My local daily newspaper announced cuts, including five jobs out of a newsroom that could use 15 more people to adequately cover the University of Georgia, Athens, and its surrounding counties. Just another sign of the financial times, and yet I wonder about all the stories that will be missed out there -- the misdeeds of politicians and cronies, the businesses getting away with murder, and I suppose murder itself.
What we'll know about our community has been significantly harmed, all to service debt and feed the profit margin beast.
The paper will get slimmer, the price will probably go up, and the brainiacs and bean counters will wonder why circulation continues to drop. It's like McDonald's serving burgers cold and wondering why people stopped buying them.

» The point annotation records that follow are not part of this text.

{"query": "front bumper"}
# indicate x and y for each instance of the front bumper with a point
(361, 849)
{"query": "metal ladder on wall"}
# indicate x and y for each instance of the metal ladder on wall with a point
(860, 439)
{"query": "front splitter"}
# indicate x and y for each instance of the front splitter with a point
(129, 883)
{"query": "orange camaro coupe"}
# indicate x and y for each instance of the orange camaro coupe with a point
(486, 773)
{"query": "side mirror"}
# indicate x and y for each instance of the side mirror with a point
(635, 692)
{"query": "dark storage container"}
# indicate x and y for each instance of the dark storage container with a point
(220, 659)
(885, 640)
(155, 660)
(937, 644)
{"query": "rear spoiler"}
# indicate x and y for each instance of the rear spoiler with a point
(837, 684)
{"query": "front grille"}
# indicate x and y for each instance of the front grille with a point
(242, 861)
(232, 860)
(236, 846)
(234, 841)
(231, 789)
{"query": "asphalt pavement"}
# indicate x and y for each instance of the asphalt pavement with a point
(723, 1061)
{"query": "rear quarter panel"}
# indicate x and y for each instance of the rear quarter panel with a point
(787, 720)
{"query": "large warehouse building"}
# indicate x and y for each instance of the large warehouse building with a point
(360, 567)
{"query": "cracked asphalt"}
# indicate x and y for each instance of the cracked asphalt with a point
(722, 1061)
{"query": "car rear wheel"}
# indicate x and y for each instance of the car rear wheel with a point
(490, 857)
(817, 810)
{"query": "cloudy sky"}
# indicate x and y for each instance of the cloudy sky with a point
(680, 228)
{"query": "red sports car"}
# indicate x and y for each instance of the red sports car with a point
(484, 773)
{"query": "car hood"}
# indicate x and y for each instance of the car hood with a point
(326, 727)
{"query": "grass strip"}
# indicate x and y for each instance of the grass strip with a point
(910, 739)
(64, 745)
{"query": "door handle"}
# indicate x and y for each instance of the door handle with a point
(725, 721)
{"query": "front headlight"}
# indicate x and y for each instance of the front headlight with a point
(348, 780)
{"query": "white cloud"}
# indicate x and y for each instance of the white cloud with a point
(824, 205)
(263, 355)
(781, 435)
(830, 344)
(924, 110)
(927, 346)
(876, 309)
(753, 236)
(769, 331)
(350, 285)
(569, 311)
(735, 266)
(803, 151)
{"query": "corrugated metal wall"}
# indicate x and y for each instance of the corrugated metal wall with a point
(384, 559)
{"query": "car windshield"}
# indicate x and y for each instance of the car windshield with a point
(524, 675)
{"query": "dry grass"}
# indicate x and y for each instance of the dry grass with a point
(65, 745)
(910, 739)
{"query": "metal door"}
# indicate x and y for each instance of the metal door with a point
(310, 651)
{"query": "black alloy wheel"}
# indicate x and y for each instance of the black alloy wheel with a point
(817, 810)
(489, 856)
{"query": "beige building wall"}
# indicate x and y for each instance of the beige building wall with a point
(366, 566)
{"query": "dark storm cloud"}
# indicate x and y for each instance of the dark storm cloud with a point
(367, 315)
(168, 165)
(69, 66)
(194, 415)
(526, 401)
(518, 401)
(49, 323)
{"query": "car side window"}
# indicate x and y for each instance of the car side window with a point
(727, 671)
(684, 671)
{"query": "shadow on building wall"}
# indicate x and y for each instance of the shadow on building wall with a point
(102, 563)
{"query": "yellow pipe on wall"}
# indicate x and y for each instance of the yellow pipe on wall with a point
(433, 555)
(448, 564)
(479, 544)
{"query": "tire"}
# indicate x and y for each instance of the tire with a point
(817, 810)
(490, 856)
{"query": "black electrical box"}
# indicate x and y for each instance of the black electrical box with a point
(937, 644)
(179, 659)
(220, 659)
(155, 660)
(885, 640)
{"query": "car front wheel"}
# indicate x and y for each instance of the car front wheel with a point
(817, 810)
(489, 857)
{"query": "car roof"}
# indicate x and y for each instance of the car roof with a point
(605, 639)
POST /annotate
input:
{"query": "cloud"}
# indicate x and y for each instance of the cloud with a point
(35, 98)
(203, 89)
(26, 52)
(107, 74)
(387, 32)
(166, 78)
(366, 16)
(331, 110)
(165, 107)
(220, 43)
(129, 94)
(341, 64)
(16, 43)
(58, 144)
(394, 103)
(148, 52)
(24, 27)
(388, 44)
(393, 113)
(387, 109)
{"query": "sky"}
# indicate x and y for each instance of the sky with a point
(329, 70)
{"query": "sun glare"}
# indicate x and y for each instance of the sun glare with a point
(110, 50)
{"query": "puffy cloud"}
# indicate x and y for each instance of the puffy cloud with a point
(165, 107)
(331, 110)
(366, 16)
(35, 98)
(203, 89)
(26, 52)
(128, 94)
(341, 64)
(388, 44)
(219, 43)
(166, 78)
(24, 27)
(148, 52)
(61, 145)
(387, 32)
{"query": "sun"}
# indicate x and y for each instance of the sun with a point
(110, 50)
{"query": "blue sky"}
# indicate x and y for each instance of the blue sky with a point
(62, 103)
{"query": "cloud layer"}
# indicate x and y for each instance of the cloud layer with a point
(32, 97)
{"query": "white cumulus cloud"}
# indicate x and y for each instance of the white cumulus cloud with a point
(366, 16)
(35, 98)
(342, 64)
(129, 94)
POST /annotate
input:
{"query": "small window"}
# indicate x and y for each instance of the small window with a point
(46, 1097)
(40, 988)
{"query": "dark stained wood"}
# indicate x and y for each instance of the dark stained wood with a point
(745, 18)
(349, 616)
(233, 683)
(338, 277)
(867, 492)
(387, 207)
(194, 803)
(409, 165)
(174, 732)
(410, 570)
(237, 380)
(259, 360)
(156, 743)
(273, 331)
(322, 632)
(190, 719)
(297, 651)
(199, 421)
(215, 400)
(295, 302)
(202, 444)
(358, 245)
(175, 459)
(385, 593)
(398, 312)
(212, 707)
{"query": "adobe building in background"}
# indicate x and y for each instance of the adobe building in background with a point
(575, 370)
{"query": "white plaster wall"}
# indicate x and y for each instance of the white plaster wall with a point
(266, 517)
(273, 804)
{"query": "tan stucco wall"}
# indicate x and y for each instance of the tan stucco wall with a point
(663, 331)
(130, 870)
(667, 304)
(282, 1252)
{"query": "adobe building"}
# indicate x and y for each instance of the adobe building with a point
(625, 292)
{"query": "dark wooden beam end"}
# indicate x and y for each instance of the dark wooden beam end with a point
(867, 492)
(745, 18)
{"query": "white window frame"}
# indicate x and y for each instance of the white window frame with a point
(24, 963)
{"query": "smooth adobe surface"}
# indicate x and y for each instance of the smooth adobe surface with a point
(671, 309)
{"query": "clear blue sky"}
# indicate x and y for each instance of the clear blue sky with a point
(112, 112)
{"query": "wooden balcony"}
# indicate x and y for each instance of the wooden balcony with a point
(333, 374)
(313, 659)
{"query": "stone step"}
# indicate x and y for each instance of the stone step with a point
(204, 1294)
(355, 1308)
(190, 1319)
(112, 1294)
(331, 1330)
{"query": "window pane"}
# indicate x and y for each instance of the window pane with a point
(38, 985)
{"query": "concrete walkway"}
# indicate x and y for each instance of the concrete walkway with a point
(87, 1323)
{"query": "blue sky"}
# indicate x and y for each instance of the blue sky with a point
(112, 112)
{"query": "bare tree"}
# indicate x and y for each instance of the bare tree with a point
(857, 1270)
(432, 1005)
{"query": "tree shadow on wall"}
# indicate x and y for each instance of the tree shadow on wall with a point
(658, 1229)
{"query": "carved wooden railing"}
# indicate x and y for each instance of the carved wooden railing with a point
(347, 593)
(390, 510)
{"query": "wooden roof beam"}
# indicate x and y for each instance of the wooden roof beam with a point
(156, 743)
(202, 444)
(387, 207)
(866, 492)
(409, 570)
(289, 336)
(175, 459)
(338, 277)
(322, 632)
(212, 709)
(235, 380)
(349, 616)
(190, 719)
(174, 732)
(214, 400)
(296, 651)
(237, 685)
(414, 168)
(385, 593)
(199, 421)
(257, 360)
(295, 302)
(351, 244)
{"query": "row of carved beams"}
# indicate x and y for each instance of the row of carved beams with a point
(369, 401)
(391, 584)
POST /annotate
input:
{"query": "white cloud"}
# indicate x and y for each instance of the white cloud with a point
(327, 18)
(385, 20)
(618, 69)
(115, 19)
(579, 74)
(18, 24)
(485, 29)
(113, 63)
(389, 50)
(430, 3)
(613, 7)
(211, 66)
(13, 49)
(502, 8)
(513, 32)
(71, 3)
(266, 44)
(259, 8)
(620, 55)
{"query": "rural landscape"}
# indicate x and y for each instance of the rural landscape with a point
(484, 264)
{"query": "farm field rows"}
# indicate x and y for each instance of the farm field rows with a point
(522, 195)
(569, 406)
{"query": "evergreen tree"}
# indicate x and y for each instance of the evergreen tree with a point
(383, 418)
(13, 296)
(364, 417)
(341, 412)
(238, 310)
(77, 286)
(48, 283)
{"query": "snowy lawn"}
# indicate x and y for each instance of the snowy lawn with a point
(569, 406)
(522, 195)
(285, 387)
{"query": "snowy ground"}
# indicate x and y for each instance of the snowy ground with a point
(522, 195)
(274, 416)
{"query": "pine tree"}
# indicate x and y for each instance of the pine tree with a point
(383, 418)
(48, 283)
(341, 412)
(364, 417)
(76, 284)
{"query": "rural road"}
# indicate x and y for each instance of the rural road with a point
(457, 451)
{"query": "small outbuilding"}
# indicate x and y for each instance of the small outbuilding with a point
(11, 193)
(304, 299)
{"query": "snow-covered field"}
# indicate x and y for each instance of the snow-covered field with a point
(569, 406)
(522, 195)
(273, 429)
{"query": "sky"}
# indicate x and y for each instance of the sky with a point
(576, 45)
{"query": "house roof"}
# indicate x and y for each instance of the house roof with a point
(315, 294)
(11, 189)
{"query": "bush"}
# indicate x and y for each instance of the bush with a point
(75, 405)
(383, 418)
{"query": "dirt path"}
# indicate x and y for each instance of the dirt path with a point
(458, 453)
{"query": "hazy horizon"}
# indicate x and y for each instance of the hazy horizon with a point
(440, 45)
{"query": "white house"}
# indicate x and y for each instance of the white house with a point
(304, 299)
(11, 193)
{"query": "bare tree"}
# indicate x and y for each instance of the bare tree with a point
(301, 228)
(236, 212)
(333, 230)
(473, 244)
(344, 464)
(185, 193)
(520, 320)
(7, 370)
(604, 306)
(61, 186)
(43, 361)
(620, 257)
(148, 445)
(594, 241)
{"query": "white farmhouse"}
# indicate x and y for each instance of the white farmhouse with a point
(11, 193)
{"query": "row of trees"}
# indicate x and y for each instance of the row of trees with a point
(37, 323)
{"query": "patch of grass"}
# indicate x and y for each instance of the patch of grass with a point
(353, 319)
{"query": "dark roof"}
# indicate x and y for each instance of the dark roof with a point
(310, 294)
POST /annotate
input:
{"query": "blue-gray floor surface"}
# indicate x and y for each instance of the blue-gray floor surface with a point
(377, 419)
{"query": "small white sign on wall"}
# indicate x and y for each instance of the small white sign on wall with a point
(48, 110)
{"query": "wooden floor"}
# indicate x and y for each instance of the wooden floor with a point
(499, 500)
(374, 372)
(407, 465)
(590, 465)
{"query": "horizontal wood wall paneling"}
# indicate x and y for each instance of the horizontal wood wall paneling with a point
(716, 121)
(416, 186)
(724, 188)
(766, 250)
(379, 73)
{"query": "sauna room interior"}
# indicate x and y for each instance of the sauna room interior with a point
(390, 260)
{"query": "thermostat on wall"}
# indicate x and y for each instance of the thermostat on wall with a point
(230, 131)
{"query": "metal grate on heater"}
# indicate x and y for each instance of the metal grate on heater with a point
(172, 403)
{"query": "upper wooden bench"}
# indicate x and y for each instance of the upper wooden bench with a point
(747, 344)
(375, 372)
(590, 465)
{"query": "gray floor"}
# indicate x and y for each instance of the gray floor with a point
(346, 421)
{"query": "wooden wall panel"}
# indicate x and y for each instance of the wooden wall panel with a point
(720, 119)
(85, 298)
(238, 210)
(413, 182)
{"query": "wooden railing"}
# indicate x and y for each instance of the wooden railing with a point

Even my favorite local bagel place is closing at the end of the week. I plan on having lunch there today to see it off.
Why are the two related?
Simple. Zim's was a kind of community meeting place. If you visited in the mornings you'd see groups of people who often gather there to drink coffee, nibble a bagel, and share their lives with one another. Sorority girls, retirees, journalism professors who blog too much, you'd see them and a host of others at the cool custom-designed tables, chatting and eating and creating one of those "third places" where people visit and connect.
A good newspaper is kinda like that, or used to be. In some ways the Internet has blown up geographic communities and replaced them with communities of shared interests regardless of where one lives. That's good, and that's bad. We need both kinds of communities, but interest in news is hurting, at least the traditional way we provide news, and I'm not all that convinced that a sense of geographic community isn't also disappearing.
Today, I'm reading the Athens Banner-Herald in paper form. And I'm eating a bagel at Zim's.